Ciudad de México

Venezuela está inmersa en un bucle de caos. Tras una elección cuestionable y la incapacidad gubernamental de dar certeza, opositora de sofocar violencia y estadounidense de apaciguar impulsos intervencionistas, la ingobernabilidad estalló. Los llamados a la cordura de Brasil, Colombia y México fueron de los contados actos de mesura en un ambiente irrespirable. Culpar solo al poschavismo sería pereza mental con los antecedentes de desestabilización planeada en Washington. Si un golpe de Estado no ha sido consumado en estos días aciagos es porque los fajos verdes del norte no llegan (aún) a los otros verdes: los uniformados del sur. Cuando las aguas se templen y venga el desempate en lo que hoy es un tablero atorado, la historia regional repudiará la mano externa que cultivó la necrofilia en patio ajeno.
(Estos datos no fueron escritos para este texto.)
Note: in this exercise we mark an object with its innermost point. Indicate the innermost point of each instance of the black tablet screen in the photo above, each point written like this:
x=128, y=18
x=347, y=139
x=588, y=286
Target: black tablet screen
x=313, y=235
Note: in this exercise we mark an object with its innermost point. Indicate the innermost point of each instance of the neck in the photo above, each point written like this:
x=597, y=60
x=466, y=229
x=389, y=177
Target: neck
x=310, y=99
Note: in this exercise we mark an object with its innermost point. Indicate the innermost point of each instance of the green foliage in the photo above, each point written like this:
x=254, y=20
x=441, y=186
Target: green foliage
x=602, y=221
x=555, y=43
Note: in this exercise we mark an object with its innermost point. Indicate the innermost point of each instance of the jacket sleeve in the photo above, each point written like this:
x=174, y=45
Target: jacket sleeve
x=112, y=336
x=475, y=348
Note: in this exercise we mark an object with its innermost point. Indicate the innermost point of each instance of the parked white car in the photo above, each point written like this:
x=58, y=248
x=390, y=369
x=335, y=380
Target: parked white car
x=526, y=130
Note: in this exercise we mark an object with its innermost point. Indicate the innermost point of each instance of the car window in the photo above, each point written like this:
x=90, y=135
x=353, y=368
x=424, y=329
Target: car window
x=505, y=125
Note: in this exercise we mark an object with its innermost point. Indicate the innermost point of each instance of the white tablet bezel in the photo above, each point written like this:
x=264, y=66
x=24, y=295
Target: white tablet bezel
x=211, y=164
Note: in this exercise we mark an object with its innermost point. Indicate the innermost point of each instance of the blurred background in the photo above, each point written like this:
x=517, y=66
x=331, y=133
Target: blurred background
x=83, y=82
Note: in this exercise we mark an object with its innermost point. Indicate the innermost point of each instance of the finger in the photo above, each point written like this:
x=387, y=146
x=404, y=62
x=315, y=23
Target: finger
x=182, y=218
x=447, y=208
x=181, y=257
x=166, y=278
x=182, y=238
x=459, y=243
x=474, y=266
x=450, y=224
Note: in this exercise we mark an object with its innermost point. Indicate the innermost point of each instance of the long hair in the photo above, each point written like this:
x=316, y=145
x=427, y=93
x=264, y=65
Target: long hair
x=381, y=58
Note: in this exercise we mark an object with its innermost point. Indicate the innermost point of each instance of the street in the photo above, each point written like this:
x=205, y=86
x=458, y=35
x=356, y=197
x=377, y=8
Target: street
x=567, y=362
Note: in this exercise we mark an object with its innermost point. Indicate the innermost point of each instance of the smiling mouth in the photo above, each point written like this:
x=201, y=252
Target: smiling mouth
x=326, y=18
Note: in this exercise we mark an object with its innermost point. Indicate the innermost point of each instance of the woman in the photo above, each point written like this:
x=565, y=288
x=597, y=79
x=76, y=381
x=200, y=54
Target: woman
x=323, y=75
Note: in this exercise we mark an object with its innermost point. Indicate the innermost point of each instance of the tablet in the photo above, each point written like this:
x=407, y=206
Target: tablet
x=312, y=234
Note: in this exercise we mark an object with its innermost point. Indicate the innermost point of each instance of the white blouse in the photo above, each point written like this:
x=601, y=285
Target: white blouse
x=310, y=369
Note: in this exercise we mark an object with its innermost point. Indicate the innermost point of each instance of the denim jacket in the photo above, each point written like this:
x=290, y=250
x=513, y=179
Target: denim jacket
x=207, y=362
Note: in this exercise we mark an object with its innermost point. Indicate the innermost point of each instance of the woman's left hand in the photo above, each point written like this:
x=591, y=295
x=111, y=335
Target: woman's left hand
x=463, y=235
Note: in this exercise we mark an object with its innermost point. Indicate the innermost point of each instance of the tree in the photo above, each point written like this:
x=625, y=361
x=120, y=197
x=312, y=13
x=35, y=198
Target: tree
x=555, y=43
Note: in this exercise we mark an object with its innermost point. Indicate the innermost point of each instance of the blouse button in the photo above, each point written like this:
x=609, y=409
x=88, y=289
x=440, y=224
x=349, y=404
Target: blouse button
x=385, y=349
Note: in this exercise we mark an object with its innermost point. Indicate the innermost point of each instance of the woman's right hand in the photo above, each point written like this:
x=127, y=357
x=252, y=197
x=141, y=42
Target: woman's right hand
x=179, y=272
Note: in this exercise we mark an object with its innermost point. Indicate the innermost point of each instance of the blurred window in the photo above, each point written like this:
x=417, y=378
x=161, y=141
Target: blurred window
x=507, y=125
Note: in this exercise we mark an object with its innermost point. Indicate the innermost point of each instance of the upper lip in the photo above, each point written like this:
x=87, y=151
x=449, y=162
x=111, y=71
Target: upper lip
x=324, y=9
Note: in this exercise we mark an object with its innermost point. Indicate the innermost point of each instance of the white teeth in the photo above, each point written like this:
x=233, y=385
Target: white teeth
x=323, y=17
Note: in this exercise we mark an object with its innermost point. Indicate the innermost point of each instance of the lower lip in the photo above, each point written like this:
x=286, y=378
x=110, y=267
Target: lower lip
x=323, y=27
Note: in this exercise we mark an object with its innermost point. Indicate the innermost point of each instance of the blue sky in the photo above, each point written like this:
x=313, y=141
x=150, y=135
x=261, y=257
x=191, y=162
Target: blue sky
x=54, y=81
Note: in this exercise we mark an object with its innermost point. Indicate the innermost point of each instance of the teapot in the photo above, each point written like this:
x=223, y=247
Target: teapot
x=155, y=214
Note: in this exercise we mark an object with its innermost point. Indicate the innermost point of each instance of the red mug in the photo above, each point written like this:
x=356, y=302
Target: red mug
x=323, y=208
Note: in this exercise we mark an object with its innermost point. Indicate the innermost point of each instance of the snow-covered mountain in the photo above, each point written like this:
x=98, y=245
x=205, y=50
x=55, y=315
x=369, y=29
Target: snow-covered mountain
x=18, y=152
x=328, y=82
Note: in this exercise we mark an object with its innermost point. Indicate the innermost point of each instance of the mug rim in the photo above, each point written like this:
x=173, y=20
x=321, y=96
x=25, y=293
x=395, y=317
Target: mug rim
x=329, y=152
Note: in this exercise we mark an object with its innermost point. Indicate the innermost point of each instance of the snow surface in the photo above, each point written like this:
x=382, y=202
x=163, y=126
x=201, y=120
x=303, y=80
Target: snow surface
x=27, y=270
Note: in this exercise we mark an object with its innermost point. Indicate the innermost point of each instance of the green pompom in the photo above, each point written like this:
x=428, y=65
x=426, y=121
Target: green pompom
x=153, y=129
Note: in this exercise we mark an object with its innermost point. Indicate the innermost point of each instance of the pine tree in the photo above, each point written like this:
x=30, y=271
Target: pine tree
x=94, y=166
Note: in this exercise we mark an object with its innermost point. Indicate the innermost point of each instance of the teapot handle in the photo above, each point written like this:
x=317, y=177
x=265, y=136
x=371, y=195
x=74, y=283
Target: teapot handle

Los presidentes estadounidenses son corresponsables de la desestabilización venezolana. Obama escribió el primer capítulo de una obra fallida en el 2015 cuando sancionó a siete altos funcionarios por su implicación en actos de represión en febrero 2014, ya sin Chávez. En ese momento la focalización en la cúpula era la norma, pero Trump impuso en agosto del 2017 nuevas sanciones mediante el decreto 13808 que declaraba una “emergencia nacional” so pretexto de violaciones a los derechos humanos, aunque después sería evidente que la intención real era el cambio de régimen. El castigo social fue profundizado en enero del 2019 (decreto 13857) cuando Trump reconoció a Juan Guaidó como presidente interino, acto de implicaciones económicas devastadoras.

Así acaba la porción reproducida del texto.